Dans un triste décor à l’aspect Saturnien
Une Muse esseulée promène son chagrin
Autour d’un lac figé aux couleurs bleu ardoise
Tout près de la rive où de grands cygnes se croisent.
Lentement elle avance. Les longues herbes molles
S’agitent par instant quand un oiseau s’envole,
S’enroulant à ses chevilles fines, ses genoux
Blancs et ronds, pour y déposer un baiser doux.

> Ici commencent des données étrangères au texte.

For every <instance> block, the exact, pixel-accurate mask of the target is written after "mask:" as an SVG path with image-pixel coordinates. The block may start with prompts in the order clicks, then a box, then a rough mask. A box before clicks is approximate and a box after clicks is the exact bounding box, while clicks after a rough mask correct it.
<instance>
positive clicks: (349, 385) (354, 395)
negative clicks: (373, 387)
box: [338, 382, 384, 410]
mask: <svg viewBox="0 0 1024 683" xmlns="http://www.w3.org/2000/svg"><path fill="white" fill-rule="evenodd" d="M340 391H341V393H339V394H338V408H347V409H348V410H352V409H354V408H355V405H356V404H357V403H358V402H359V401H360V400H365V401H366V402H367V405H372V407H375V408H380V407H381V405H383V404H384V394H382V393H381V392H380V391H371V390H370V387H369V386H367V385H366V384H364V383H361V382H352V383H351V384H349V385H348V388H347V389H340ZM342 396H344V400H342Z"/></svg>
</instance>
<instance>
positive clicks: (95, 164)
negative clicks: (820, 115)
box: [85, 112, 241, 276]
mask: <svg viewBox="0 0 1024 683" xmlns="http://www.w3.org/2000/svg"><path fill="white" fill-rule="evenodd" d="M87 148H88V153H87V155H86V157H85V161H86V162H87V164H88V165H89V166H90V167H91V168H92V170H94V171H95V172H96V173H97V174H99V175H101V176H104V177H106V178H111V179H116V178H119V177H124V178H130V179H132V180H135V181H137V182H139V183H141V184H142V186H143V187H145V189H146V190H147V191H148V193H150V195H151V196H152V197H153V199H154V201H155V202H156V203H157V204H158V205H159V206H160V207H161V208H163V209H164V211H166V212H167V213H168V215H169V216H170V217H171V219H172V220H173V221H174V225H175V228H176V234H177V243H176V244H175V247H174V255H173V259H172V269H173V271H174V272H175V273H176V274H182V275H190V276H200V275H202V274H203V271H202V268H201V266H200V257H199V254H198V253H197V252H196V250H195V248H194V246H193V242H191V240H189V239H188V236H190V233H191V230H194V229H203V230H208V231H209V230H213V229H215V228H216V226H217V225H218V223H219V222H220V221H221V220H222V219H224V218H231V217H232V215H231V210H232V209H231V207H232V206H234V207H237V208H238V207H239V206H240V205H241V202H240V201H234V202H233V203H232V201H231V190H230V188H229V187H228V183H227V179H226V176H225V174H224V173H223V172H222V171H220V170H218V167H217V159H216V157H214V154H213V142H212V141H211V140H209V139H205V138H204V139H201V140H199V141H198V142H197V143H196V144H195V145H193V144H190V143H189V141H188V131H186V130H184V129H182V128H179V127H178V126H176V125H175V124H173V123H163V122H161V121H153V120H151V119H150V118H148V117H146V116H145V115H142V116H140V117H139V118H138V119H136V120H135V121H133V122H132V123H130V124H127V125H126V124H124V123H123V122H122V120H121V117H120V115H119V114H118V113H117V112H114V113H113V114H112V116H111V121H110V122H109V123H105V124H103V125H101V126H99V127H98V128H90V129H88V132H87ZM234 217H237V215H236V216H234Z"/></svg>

Perdue sur ces rivages, la muse aux grands yeux bleus
Cherche éperdument quelque ami, quelque dieu,
Ou encore un humain qui voudrait l’écouter :
Pauvre Muse, dans sa robe de lin déchirée !
Pourtant jamais ne reviendra parmi les hommes :
Sa robe est démodée, elle n’est plus, en somme,
Qu’un pâle souvenir rangé dans le grenier
Belle gravure au rayon des antiquités.
Les poètes maintenant ne sont plus guidés
Par une belle Muse à la tête inclinée.
Les poètes bien souvent creusent à mains nues,
Dans le néant des mots, dans le pavé des rues.
Ils écrivent dans des trains, qu’importent les heures,
Ils écrivent souvent parce qu’ils ont trop peur,
Sur leurs ordinateurs, cachés dans leurs bureaux,
Dans des aérogares, sur des quais, des bateaux.
Les poètes n’ont point de cartes ni de plans
Ils écrivent sur du papier toujours trop blanc.
Mais l’un d’eux peut-être, levant les yeux au ciel
Entend chanter et pleurer la Muse éternelle.